HK: The days where you had to be wearing ethnic clothes and be a bit of a hippy to know about Fairtrade are long gone. All different types, ages, genders and style of people now know about or choose or ask about Fairtrade. Fairtrade is no longer niche. As [Fairtrade chief executive] Harriet Lamb said at the 2011 Fairtrade conference – back then more than three out of 10 people were buying Fairtrade products and apparently if three out of 10 people or more push out their bins to be emptied on a random wrong day along a street, we all follow with putting out our bins thinking this must be something we have missed. So more than three out of 10 is thus proved as normal and not niche any longer.

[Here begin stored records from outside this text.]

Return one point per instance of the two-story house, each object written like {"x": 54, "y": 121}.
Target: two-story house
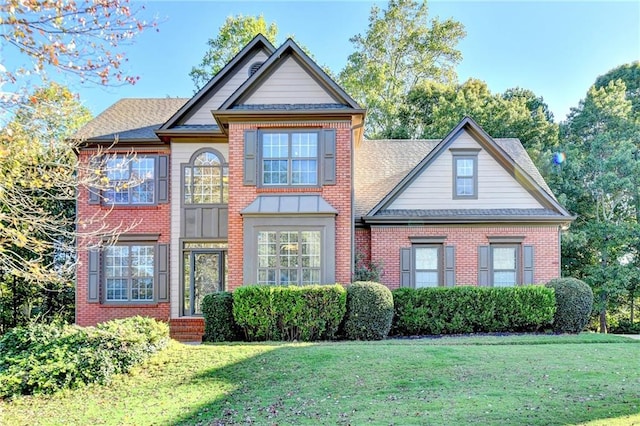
{"x": 264, "y": 177}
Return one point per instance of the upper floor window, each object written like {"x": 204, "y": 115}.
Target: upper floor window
{"x": 465, "y": 174}
{"x": 129, "y": 273}
{"x": 131, "y": 180}
{"x": 289, "y": 158}
{"x": 206, "y": 179}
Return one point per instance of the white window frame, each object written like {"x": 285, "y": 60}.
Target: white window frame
{"x": 290, "y": 158}
{"x": 265, "y": 256}
{"x": 128, "y": 273}
{"x": 129, "y": 183}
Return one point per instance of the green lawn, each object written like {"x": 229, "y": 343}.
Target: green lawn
{"x": 541, "y": 380}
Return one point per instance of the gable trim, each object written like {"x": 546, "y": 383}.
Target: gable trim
{"x": 474, "y": 129}
{"x": 274, "y": 61}
{"x": 259, "y": 41}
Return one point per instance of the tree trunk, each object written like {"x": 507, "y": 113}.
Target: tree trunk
{"x": 603, "y": 313}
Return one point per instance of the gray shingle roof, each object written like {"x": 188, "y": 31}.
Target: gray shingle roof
{"x": 380, "y": 165}
{"x": 468, "y": 212}
{"x": 131, "y": 119}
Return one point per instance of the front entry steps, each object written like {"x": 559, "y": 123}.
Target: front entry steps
{"x": 186, "y": 329}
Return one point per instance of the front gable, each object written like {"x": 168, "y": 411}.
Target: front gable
{"x": 504, "y": 185}
{"x": 289, "y": 77}
{"x": 197, "y": 112}
{"x": 496, "y": 187}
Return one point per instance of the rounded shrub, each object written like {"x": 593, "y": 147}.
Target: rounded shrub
{"x": 574, "y": 302}
{"x": 369, "y": 311}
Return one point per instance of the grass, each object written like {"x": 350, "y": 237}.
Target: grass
{"x": 537, "y": 380}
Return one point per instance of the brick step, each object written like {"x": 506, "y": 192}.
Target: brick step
{"x": 187, "y": 329}
{"x": 187, "y": 337}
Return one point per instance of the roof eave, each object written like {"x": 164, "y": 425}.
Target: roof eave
{"x": 471, "y": 219}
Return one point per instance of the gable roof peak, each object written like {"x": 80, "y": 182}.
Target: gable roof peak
{"x": 257, "y": 42}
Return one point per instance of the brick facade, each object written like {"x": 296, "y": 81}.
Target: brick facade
{"x": 339, "y": 195}
{"x": 152, "y": 220}
{"x": 386, "y": 242}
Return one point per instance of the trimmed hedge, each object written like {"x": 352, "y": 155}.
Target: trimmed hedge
{"x": 457, "y": 310}
{"x": 574, "y": 301}
{"x": 45, "y": 358}
{"x": 219, "y": 325}
{"x": 369, "y": 311}
{"x": 289, "y": 312}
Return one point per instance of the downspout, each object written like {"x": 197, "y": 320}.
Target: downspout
{"x": 353, "y": 217}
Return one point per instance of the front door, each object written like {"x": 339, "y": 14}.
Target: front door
{"x": 203, "y": 274}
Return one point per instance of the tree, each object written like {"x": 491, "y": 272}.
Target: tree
{"x": 233, "y": 35}
{"x": 432, "y": 109}
{"x": 600, "y": 183}
{"x": 401, "y": 48}
{"x": 37, "y": 206}
{"x": 630, "y": 76}
{"x": 78, "y": 37}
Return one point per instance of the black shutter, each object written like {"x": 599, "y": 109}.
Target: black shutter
{"x": 483, "y": 266}
{"x": 93, "y": 286}
{"x": 94, "y": 193}
{"x": 528, "y": 265}
{"x": 405, "y": 267}
{"x": 250, "y": 165}
{"x": 328, "y": 160}
{"x": 449, "y": 266}
{"x": 163, "y": 179}
{"x": 162, "y": 274}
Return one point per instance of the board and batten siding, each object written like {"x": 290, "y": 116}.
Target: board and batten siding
{"x": 180, "y": 154}
{"x": 203, "y": 115}
{"x": 289, "y": 84}
{"x": 433, "y": 188}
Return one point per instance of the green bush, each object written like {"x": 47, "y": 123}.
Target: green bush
{"x": 574, "y": 302}
{"x": 289, "y": 312}
{"x": 43, "y": 358}
{"x": 467, "y": 309}
{"x": 219, "y": 325}
{"x": 369, "y": 311}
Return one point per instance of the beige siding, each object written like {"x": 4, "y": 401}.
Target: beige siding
{"x": 289, "y": 84}
{"x": 203, "y": 115}
{"x": 433, "y": 189}
{"x": 180, "y": 154}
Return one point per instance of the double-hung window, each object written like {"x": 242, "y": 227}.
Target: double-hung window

PJ: As a jewellery company with a team of workshop staff, have you noted any issues with the Fairtrade Fairmined supply chain issues?
HK: We Fairtrade licence holders continue to have a close connection with the Fairtrade foundation (for example consulting about potential changes to the Fairtrade standard). I know they are doing all they are able to at the moment and have a huge respect for the work they do. I know then and all of us are looking forward to the future of more Fairtrade products being available. I am also looking forward to a time where I hope the cost price of a gemstone won’t be included with the Fairtrade licence fee calculation as this makes the price off-putting for people who are choosing larger more costly stones.

PJ: What do you think needs to happen in the UK, or globally, to increase demand and awareness of Fairtrade and ethical practises when it comes to precious metals?
HK: I’d like to see more media coverage outside the jewellery press about Fairtrade gold specifically. It is still a young Fairtrade product but quite a few UK consumers still don’t know it is available including ones who are very interested when they do hear about it. Also even though the UK strongly leads the way in the understanding of the concept of Fairtrade and the logo, still there are many people who don’t fully understand quite why they should be buying Fairtrade products – that it isn’t just about a fair price for farmers or minders, but also about money for their communities. And, very importantly, about sustainability of our way of life over here in the West.